According to the United States Census Bureau, the town has a total area of 0.21 sqmi, all of it land.

==Demographics==

Historical population
| Census | Pop. | Note | %± |
| 1950 | 513 |  | — |
| 1960 | 265 |  | −48.3% |
| 1970 | 324 |  | 22.3% |
| 1980 | 312 |  | −3.7% |
| 1990 | 290 |  | −7.1% |
| 2000 | 267 |  | −7.9% |
| 2010 | 238 |  | −10.9% |
| 2020 | 239 |  | 0.4% |
U.S. Decennial Census 2020 Census

===2010 census===
At the 2010 census, there were 238 people, 99 households and 64 families living in the town. The population density was 1133.3 PD/sqmi. There were 112 housing units at an average density of 533.3 /sqmi. The racial makeup of the town was 47.9% White, 0.8% African American, 28.6% Native American, 2.1% Asian, 2.1% from other races, and 18.5% from two or more races. Hispanic or Latino of any race were 3.4% of the population.

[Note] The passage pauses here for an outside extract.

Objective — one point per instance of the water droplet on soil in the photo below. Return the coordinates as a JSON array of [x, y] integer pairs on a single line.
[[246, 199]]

There were 99 households, of which 24.2% had children under the age of 18 living with them, 44.4% were married couples living together, 14.1% had a female householder with no husband present, 6.1% had a male householder with no wife present, and 35.4% were non-families. 28.3% of all households were made up of individuals, and 10.2% had someone living alone who was 65 years of age or older. The average household size was 2.40 and the average family size was 2.92.

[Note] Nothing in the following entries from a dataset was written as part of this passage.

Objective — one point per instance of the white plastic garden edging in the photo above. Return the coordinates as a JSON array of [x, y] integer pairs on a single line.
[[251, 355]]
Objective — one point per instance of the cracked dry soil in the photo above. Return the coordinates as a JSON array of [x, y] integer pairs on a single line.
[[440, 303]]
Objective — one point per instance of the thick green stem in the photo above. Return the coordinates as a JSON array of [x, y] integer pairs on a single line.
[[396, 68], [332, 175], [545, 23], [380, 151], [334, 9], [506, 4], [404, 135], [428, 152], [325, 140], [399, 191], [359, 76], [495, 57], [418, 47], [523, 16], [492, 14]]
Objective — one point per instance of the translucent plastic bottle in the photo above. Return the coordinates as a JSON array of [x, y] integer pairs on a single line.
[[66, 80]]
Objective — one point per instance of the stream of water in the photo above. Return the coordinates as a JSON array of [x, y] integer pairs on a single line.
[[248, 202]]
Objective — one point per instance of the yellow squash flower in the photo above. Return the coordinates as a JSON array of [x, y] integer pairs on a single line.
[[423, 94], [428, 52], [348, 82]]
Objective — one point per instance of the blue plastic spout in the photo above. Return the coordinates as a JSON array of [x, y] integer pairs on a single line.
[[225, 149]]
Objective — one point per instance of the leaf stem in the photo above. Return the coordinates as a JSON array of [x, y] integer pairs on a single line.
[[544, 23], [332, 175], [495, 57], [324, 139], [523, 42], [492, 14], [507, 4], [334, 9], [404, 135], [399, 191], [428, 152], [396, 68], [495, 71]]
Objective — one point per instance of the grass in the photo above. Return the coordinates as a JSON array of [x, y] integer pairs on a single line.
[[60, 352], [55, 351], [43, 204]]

The median age in the town was 47.8 years. 18.5% of residents were under the age of 18; 9.6% were between the ages of 18 and 24; 18.8% were from 25 to 44; 29.9% were from 45 to 64; and 23.1% were 65 years of age or older. The gender makeup of the town was 48.3% male and 51.7% female.

===2000 census===
At the 2000 census, there were 267 people, 110 households and 70 families living in the town. The population density was 1,291.7 per square mile (490.9/km^{2}). There were 127 housing units at an average density of 614.4 per square mile (233.5/km^{2}). The racial makeup of the town was 54.31% White, 1.50% African American, 35.96% Native American, 0.37% Asian, 3.00% from other races, and 4.87% from two or more races. Hispanic or Latino of any race were 4.87% of the population.

There were 110 households, of which 23.6% had children under the age of 18 living with them, 47.3% were married couples living together, 13.6% had a female householder with no husband present, and 35.5% were non-families. 33.6% of all households were made up of individuals, and 10.0% had someone living alone who was 65 years of age or older. The average household size was 2.43 and the average family size was 3.06.

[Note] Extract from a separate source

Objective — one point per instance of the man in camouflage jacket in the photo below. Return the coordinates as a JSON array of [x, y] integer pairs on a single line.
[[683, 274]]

25.8% of the population were under the age of 18, 5.2% from 18 to 24, 23.2% from 25 to 44, 30.7% from 45 to 64, and 15.0% who were 65 years of age or older. The median age was 43 years. For every 100 females, there were 103.8 males. For every 100 females age 18 and over, there were 98.0 males.

The median household income was $32,500 and the median family income was $38,000. Males had a median income of $40,000 vand females $23,438. The per capita income was $16,366. About 11.4% of families and 18.6% of the population were below the poverty line, including 26.8% of those under the age of eighteen and 19.6% of those 65 or over.

==Education==
The town is served by the Grand Coulee Dam School District.